Commercial real estate grew modestly since the last report. In Minneapolis-St. Paul, multifamily vacancy rates continued to be low despite strong delivery of new units to the market, though lease rates have been mostly steady. Despite the continued closure of large retail stores in Minneapolis-St. Paul, this space was being absorbed and "keeping vacancies tight," according to an industry source. Residential real estate fell, with a few isolated exceptions. May home sales in Minnesota dropped 11 percent compared with a year earlier and also fell in western and northern regions of Wisconsin, and in Bismarck. Sioux Falls sales were flat, and Montana metro markets were mixed, with slower May sales in Great Falls and Helena, but higher sales in Bozeman and Missoula.
District manufacturing activity increased briskly. An index of manufacturing conditions indicated increased activity in June compared with a month earlier in Minnesota and the Dakotas.
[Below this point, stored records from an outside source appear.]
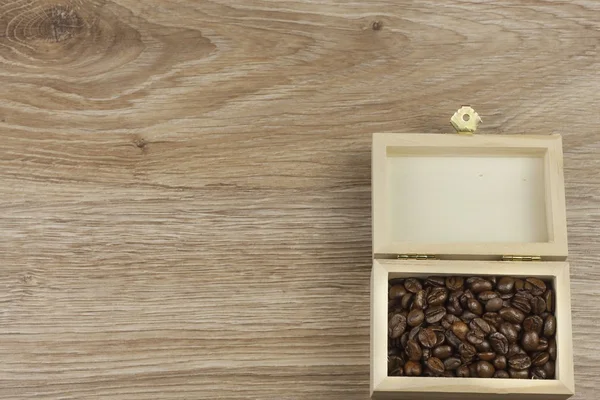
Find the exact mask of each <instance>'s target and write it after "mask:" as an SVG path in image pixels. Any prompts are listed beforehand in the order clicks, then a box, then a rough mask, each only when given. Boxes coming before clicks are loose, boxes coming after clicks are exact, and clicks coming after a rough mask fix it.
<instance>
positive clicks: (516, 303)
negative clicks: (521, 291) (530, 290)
mask: <svg viewBox="0 0 600 400" xmlns="http://www.w3.org/2000/svg"><path fill="white" fill-rule="evenodd" d="M532 299H533V296H531V293H528V292H519V293H517V294H515V295H514V297H513V298H512V300H511V304H512V306H513V307H514V308H516V309H517V310H520V311H522V312H524V313H525V314H529V313H530V312H531V300H532Z"/></svg>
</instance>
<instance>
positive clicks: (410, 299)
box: [400, 293, 414, 310]
mask: <svg viewBox="0 0 600 400" xmlns="http://www.w3.org/2000/svg"><path fill="white" fill-rule="evenodd" d="M413 297H414V295H413V294H412V293H406V294H405V295H404V296H402V300H401V302H400V304H401V305H402V308H404V309H405V310H408V309H410V306H411V305H412V299H413Z"/></svg>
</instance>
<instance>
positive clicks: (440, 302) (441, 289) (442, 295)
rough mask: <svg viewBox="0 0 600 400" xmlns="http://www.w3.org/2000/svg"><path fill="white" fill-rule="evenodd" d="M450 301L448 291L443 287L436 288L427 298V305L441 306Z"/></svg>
mask: <svg viewBox="0 0 600 400" xmlns="http://www.w3.org/2000/svg"><path fill="white" fill-rule="evenodd" d="M447 299H448V290H447V289H446V288H443V287H436V288H433V289H432V290H431V293H430V294H429V296H427V303H428V304H429V305H430V306H439V305H440V304H444V302H445V301H446V300H447Z"/></svg>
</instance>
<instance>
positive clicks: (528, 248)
mask: <svg viewBox="0 0 600 400" xmlns="http://www.w3.org/2000/svg"><path fill="white" fill-rule="evenodd" d="M372 156H373V159H372V162H373V164H372V165H373V169H372V175H373V176H372V182H373V185H372V192H373V198H372V203H373V270H372V277H371V381H370V384H371V396H372V398H374V399H445V400H448V399H460V400H466V399H490V400H492V399H506V400H508V399H510V400H513V399H540V400H542V399H543V400H552V399H566V398H568V397H570V396H572V395H573V393H574V376H573V356H572V333H571V302H570V283H569V264H568V263H566V262H565V261H564V260H565V259H566V257H567V228H566V212H565V196H564V178H563V167H562V140H561V137H560V136H559V135H548V136H543V135H540V136H525V135H512V136H510V135H506V136H504V135H503V136H500V135H488V136H486V135H477V134H475V135H461V134H375V135H374V136H373V150H372ZM429 275H464V276H473V275H478V276H481V275H511V276H524V277H527V276H534V277H541V278H545V279H549V280H551V281H552V282H553V284H554V290H555V302H556V306H555V315H556V319H557V331H556V341H557V359H556V372H555V375H556V378H555V379H552V380H520V379H486V378H436V377H395V376H388V371H387V352H388V348H387V346H388V340H387V335H388V327H387V324H388V314H387V312H388V308H387V302H388V281H389V279H392V278H399V277H404V276H406V277H409V276H411V277H425V276H429Z"/></svg>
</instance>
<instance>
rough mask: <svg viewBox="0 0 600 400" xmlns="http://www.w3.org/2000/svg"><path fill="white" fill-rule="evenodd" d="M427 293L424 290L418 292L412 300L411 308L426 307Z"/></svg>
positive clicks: (418, 291) (424, 290) (426, 301)
mask: <svg viewBox="0 0 600 400" xmlns="http://www.w3.org/2000/svg"><path fill="white" fill-rule="evenodd" d="M426 299H427V292H426V291H425V290H419V291H418V292H417V294H416V295H415V299H414V300H413V305H412V308H419V309H421V310H422V309H423V308H425V307H426V306H427V300H426Z"/></svg>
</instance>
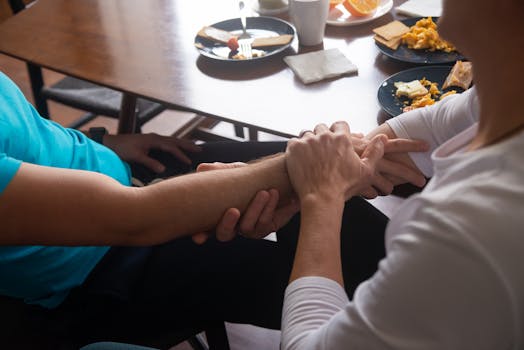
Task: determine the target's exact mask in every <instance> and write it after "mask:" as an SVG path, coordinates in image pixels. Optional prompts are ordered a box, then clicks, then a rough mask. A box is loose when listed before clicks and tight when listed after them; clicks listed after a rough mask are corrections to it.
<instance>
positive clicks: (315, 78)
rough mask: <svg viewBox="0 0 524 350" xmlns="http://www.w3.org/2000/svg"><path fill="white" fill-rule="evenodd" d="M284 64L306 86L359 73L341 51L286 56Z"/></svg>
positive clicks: (326, 51) (334, 51) (317, 51)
Contacts from across the manufacturing sector reported very strong activity so far this year. A dealer of stamping and metal forming machinery said that the market for capital equipment was as busy as they'd ever seen. Producers of hydraulic equipment reported similarly strong demand, with some seeing double-digit growth this year.
Agriculture, Energy, and Natural Resources
District agricultural conditions were stable relative to the previous report. Despite a late start to the planting season, crop progress in District states as of late June was generally in line with five-year averages, and the majority of crops were rated in good or excellent condition. However, some areas of the Dakotas and Montana were experiencing dry or moderate drought conditions. Activity in the energy sector increased slightly. District oil and gas exploration activity as of late June was roughly unchanged from the previous report; oil and gas production as of April increased from a month earlier. District iron ore mines continued to operate at near capacity.